Maddow weighed in on Sanders’ lack of support in the south, recalling his losses in the 2016 primary.

“He got crushed by Hillary Clinton in the South in 2016. He ran basically equal with her everywhere else in the country, except in the South where she just shellacked him,” she said. “That hasn’t changed.”

She went on to argue that the self-proclaimed democratic socialist got “walloped” in several states despite predictions that he would appeal to certain voting blocs.

“I mean, he just got walloped in South Carolina by 30 points with the best turnout yet. He has been walloped apparently tonight in Virginia and in North Carolina and in Alabama with these poll-closing calls, which means it’s not going to be close in any of those states,” Maddow observed.

“I thought Senator Sanders was adding to his likability and to, sort of, his range by really turning it up with Latino voters. But we are not seeing any sign of that at all in the South, and among black voters in particular,” she added.

Sharpton reminded the panel that “he lost the black vote” in the Nevada caucus last month, despite doing well with Latino voters.

Nicolle Wallace wondered if they had missed the obvious in ignoring Biden’s appeal to diverse communities, noting that “the handwriting’s been on the wall” about the 2020 hopeful’s chances according to polls.

“Biden’s been on top of every poll in South Carolina and in southern states for almost a year,” she said.

Ahead of the Super Tuesday voting, twice-failed Democratic presidential nominee Hillary Clinton shared some thoughts about Sanders with ABC’s Linsey Davis.

“I don’t think he’d be our strongest nominee, no, no,” Clinton said of her former 2016 primary rival.

“That’s what this primary process is about,” she added. “Let’s see who emerges, but for everybody voting today or in any of the contests ahead of time, the most important issue is who can defeat Donald Trump.”

Clinton, who has not officially endorsed a 2020 candidate, was asked about a potential brokered convention and laughed at Davis’ question on “Good Morning America.”

“My reaction is, let’s follow the rules,” she said. “We’ve got rules.

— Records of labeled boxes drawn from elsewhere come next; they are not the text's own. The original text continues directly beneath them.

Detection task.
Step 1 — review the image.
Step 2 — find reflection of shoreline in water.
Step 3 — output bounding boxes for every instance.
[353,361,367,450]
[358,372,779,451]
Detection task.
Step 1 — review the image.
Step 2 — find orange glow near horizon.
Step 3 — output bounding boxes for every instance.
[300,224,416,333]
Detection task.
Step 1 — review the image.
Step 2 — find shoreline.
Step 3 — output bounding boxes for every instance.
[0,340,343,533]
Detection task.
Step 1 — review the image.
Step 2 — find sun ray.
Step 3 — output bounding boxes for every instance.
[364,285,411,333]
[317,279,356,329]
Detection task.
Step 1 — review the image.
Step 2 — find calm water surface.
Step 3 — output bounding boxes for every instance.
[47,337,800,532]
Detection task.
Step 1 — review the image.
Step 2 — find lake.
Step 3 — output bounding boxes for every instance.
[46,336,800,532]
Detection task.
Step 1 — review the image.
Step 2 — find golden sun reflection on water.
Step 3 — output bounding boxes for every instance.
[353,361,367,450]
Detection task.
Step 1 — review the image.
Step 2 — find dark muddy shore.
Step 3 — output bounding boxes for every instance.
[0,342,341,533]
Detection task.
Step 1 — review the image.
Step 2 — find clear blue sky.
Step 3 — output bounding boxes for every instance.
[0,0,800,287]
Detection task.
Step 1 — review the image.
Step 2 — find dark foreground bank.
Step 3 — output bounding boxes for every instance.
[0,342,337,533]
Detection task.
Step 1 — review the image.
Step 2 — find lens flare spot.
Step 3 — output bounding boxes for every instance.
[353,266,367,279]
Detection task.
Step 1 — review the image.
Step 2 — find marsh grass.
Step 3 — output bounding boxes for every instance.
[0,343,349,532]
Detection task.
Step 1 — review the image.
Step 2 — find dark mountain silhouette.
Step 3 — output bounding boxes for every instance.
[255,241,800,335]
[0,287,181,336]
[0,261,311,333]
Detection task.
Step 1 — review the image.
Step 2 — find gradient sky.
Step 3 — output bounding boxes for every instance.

We had rules last time and we have rules this time. I think it’s always a good idea to follow the rules. Everybody knew what they were when you got into it.”

Clinton also doubled down on her previous comments calling Sanders’ presidential campaign “baloney” and labeling the Vermont lawmaker a “career politician.”

“That was my authentic opinion then; it’s my authentic opinion now,” she said.